One of the three defense points the 3rd Court of Appeals rejected in its March 27, 2008 decision not to grant Abu-Jamal a new trial or at least new hearings in any form was the claim that the behavior of the original trial judge Albert Sabo during the 1995, 1996, and 1997 post-conviction hearings was so unfair and unconstitutional as to warrant relief.
In its decision, the court gave this point short shrift and referred to one of its earlier decisions where it says it held that federal “habeas proceedings are not the appropriate forum … to pursue claims of error at the PCRA proceeding.” Given the date of that decision (Lambert v. Blackwell), October 12, 2004, it is curious why the court certified Abu-Jamal’s PCRA claim in the first place, a certification that took place only on December 6, 2005.

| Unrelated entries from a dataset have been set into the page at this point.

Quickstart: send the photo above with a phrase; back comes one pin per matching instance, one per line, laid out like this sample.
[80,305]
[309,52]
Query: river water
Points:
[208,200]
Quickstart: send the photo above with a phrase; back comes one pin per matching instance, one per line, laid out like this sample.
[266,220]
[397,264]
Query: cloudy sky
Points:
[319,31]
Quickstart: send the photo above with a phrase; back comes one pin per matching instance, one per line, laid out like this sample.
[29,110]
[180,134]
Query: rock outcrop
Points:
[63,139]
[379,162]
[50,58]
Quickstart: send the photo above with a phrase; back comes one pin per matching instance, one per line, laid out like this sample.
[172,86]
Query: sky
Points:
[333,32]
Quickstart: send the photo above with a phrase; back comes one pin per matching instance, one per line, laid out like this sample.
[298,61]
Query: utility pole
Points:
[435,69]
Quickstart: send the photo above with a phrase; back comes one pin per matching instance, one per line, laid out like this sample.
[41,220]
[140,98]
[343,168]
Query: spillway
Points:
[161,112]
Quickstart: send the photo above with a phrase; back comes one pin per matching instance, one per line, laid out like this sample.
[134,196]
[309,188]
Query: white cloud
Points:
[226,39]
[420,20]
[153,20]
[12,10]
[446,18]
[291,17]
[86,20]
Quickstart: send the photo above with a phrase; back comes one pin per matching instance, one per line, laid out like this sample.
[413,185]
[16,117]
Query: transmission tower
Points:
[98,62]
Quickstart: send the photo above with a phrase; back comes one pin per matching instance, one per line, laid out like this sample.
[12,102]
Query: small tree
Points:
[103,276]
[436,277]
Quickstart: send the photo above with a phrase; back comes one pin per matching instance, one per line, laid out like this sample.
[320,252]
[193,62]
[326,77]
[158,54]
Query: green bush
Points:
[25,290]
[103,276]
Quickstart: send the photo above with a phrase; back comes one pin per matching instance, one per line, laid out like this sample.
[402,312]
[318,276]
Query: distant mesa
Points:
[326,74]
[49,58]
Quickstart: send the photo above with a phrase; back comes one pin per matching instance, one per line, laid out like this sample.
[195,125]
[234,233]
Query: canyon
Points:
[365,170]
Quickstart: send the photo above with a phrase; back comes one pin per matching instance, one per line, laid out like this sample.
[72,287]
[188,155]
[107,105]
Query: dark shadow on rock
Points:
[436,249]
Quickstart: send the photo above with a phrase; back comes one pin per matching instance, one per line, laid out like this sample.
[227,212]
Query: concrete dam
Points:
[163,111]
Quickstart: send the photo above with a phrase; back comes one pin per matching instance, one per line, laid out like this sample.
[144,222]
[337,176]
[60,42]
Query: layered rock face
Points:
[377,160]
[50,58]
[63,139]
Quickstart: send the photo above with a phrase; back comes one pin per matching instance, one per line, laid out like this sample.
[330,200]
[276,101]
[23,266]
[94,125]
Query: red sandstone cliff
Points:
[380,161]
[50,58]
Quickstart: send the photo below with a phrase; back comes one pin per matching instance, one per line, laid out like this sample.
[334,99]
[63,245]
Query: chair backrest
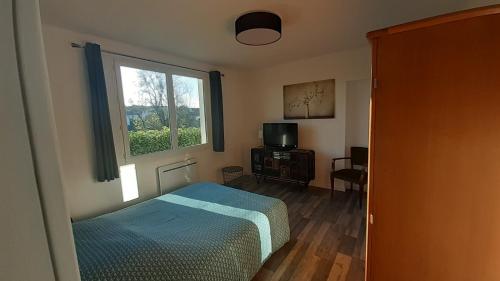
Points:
[359,156]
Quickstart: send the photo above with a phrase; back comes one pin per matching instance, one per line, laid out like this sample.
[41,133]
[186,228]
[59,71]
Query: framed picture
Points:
[310,100]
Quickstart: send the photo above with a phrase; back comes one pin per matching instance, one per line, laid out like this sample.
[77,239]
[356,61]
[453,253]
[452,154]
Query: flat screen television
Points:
[284,135]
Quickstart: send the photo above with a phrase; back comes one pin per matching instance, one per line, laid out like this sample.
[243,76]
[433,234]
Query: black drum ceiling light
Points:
[258,28]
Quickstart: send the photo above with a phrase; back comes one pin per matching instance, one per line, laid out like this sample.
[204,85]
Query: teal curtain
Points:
[217,111]
[107,168]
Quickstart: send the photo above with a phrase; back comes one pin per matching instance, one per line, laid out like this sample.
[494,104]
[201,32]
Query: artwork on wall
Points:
[310,100]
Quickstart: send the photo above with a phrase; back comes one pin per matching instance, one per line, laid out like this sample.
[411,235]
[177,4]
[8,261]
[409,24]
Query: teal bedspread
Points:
[204,231]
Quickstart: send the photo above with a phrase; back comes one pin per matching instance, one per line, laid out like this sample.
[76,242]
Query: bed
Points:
[203,231]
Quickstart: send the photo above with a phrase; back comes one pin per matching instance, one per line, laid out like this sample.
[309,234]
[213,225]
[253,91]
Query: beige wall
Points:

But maybe that is just another one of the irregularities in court behavior which seem to almost inevitably crop up whenever it comes to Mumia Abu-Jamal. On a more substantive level, the courts recent decision practically says that however biased, immoral and outrageous a judge’s behavior may be during PCRA proceedings, it will no longer be subject to federal review.

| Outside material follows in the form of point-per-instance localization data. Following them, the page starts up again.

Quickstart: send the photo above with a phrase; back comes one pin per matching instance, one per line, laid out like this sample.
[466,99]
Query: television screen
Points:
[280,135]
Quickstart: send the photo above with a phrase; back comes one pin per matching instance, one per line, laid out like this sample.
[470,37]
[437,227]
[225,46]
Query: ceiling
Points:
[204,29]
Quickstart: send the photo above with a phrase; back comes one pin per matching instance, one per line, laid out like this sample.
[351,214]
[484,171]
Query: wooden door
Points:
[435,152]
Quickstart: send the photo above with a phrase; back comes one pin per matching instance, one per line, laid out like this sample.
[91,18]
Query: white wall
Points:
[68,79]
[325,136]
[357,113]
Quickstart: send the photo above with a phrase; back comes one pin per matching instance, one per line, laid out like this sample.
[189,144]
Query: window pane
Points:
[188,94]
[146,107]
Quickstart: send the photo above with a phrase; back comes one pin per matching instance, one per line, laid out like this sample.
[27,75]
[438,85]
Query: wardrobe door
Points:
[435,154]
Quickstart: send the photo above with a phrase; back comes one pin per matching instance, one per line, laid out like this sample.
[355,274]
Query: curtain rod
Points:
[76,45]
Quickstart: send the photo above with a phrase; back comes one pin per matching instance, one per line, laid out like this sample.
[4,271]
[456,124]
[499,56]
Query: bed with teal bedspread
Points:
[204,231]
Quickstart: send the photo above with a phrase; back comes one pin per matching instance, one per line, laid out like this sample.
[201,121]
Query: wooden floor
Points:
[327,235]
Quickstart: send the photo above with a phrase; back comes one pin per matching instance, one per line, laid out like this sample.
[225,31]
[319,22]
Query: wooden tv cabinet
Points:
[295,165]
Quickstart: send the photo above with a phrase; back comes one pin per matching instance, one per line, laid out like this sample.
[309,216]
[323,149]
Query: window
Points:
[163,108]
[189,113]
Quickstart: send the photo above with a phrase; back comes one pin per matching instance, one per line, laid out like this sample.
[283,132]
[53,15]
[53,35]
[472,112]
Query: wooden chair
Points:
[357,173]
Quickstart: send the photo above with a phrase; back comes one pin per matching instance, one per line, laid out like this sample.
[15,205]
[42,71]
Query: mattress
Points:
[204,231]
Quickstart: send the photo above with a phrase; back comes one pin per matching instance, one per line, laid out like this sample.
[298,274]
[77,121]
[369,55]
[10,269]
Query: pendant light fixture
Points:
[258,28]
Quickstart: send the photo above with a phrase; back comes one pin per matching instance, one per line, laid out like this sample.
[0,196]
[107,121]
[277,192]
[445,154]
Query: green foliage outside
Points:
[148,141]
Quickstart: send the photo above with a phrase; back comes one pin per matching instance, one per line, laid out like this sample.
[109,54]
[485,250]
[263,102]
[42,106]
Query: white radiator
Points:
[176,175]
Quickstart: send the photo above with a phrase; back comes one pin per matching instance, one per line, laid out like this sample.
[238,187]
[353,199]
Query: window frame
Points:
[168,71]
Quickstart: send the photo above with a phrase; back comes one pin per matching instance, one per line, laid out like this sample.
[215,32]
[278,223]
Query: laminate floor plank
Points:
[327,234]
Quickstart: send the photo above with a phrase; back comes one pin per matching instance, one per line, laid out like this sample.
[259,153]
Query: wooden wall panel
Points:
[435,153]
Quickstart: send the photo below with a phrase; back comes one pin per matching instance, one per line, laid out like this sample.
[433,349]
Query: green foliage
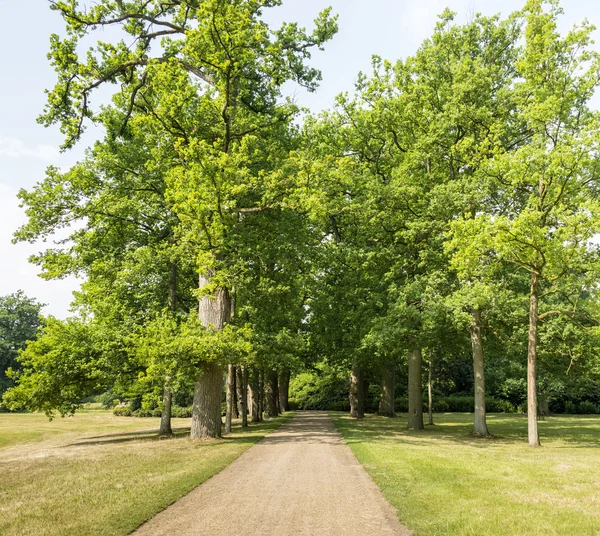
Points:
[19,322]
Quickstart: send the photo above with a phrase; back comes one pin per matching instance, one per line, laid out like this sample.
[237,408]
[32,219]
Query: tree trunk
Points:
[214,312]
[480,425]
[254,397]
[239,388]
[165,418]
[356,392]
[261,395]
[415,389]
[244,397]
[234,402]
[206,407]
[284,390]
[388,383]
[271,394]
[430,389]
[229,397]
[532,427]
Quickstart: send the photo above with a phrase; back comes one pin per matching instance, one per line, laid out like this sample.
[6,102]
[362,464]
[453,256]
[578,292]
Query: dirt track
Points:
[300,480]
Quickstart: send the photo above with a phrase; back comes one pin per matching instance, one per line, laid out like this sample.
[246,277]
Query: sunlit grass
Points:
[443,481]
[98,474]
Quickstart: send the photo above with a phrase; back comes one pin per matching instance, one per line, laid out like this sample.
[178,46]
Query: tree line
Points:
[448,204]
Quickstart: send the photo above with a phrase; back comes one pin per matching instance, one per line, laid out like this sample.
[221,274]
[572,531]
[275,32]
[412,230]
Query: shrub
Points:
[587,408]
[401,404]
[570,407]
[340,405]
[107,399]
[122,411]
[181,413]
[440,406]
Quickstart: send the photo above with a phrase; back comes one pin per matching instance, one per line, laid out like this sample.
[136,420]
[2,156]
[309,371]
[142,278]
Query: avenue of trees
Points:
[446,207]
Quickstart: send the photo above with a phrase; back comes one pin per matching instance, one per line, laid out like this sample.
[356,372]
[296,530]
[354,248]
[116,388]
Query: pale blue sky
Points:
[390,28]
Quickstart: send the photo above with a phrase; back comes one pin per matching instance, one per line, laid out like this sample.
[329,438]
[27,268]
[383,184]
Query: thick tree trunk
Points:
[206,407]
[165,418]
[430,389]
[229,397]
[214,312]
[415,388]
[254,397]
[284,390]
[239,390]
[356,392]
[244,396]
[388,384]
[271,394]
[261,395]
[234,402]
[480,424]
[532,427]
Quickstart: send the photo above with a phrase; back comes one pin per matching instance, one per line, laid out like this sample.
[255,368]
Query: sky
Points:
[392,29]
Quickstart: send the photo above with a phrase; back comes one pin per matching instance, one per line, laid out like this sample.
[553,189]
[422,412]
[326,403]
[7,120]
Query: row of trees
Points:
[450,201]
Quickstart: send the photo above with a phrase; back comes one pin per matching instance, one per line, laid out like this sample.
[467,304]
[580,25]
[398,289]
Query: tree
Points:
[550,203]
[20,321]
[213,91]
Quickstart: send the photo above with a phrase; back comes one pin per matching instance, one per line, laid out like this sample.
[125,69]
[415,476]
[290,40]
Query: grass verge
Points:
[443,481]
[98,474]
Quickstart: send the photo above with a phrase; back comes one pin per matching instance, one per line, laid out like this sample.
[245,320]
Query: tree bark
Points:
[165,418]
[244,397]
[356,392]
[284,390]
[532,425]
[234,402]
[271,394]
[480,424]
[388,384]
[261,395]
[214,312]
[415,389]
[254,397]
[239,389]
[229,397]
[430,389]
[206,407]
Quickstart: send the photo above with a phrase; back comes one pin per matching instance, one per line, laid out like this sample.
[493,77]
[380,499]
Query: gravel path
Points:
[301,479]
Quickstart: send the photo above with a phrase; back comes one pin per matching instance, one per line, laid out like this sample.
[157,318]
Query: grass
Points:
[98,474]
[444,481]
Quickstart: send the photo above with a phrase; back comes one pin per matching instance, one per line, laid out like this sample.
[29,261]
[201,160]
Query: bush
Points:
[107,399]
[587,408]
[570,407]
[122,411]
[496,405]
[401,404]
[340,405]
[181,413]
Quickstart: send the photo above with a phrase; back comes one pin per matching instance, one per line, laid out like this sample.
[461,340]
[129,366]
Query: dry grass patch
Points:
[100,474]
[443,481]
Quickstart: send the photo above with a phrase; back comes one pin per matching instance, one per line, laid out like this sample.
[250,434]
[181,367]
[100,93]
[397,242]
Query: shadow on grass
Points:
[239,435]
[575,432]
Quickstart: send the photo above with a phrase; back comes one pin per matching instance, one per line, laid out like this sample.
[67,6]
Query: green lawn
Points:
[98,474]
[444,482]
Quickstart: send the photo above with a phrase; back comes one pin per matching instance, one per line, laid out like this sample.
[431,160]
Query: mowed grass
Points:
[444,482]
[98,474]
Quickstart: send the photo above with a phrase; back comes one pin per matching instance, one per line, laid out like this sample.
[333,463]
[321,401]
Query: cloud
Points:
[15,148]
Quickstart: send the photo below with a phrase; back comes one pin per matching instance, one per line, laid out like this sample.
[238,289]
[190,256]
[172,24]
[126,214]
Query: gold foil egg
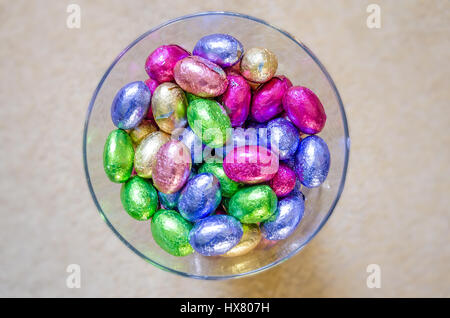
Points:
[145,155]
[169,105]
[145,128]
[250,239]
[259,65]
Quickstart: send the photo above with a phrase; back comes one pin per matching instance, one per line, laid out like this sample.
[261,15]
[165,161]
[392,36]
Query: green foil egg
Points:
[209,121]
[171,232]
[228,187]
[253,204]
[139,198]
[118,156]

This in alone is reason enough to strongly protest the recent court decision, since as we will see in a moment, Albert F. Sabo posture and deeds during Abu-Jamal’s 1995-97 hearings fit all the adjectives just mentioned, and more. The following article is an abbreviated, stripped-down to bullet points form of a much longer, amply footnoted article on the same topic which will be published on www.abu-jamal-news.com towards the end of April 2008.
Unfortunately, there is no time or space here to go into the horrendous – or “disturbing” – as the Philadelphia Inquirer politely called it in 1995 – performance of Judge Sabo at Abu-Jamal’s original 1982 murder trial.

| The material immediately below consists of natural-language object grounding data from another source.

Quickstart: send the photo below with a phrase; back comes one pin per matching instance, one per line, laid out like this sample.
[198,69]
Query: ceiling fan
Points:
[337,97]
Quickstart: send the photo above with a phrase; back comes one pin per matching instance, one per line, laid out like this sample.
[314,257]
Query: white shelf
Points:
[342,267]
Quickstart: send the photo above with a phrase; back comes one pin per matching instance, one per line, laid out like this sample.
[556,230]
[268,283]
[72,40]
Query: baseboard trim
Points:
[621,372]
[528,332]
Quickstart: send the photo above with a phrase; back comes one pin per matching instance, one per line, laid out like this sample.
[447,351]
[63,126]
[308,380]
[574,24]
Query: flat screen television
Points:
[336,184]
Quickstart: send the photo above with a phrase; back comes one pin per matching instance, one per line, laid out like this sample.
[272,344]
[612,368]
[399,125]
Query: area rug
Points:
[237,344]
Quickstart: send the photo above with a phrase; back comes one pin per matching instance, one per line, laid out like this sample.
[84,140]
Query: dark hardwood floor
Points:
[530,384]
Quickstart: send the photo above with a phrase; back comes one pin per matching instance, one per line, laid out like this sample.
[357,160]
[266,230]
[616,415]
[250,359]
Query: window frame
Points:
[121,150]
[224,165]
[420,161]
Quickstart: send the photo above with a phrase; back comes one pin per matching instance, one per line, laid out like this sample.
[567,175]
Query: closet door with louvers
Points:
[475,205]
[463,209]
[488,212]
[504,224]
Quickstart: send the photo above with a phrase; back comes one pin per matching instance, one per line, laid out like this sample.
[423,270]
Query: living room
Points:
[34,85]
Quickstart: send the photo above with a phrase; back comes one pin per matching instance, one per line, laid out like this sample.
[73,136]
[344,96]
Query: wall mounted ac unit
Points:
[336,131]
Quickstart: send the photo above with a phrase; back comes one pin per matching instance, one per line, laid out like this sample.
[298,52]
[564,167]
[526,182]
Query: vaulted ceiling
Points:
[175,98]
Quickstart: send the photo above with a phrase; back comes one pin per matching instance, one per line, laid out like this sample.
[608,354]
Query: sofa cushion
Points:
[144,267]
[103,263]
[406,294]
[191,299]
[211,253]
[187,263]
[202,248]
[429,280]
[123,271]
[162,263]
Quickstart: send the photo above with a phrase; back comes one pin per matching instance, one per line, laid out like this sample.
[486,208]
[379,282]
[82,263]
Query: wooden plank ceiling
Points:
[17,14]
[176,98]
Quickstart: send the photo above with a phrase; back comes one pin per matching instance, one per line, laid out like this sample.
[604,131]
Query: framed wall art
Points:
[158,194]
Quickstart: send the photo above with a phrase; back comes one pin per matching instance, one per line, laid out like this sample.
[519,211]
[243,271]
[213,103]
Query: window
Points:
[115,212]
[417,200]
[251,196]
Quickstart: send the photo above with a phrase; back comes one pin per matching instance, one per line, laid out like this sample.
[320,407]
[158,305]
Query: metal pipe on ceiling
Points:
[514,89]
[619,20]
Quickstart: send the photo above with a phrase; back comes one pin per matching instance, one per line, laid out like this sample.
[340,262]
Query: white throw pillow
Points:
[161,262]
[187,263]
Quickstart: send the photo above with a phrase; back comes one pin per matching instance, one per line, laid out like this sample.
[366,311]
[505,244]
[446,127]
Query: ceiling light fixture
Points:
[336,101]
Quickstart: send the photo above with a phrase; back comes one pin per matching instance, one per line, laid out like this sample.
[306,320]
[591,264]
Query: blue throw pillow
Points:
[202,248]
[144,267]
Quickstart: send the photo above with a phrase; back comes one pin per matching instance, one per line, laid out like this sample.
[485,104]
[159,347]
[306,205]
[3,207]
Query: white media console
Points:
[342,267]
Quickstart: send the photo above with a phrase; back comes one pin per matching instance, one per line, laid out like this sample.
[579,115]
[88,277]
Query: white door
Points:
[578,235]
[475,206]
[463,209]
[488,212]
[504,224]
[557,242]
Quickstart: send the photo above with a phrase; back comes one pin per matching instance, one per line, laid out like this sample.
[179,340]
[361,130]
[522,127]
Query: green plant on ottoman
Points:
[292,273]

Since this behavior, which reached from stripping Abu-Jamal of his right to self-representation, the seating of manifestly biased jurors, the undue haste with which he conducted the trial, the blocking of areas of evidence and examination vital to the defense to the toleration of unconstitutional remarks by the prosecutor and much, much more, has been amply documented elsewhere, I will constrain myself to one single point concerning the original trial.
On March 18, 1982, Abu-Jamal’s then lawyer Anthony Jackson made a motion to the pre-trial judge, Judge Ribner, to have questionnaires sent out to prospective jurors in the case to enable the defense to see to it that the jury finally empanelled would be impartial and fair. This was to supply the defense beforehand with more information about the jurors, and one of the reasons why Jackson said that information was needed was the systematic exclusion of black jurors by Philadelphia prosecutors by means of peremptory strikes.
Ribner, himself a harsh jurist who presided over 9 death sentences, transferred the decision to the trial judge, Albert Sabo, who dealt with the question on June 4 at one of the suppression hearings (during the brief period when Abu-Jamal was allowed to represent himself), of course found the concerns of the defense unfounded and a questionnaire for prospective jurors unnecessary, referring even to alleged Pennsylvania court procedure that disallowed it.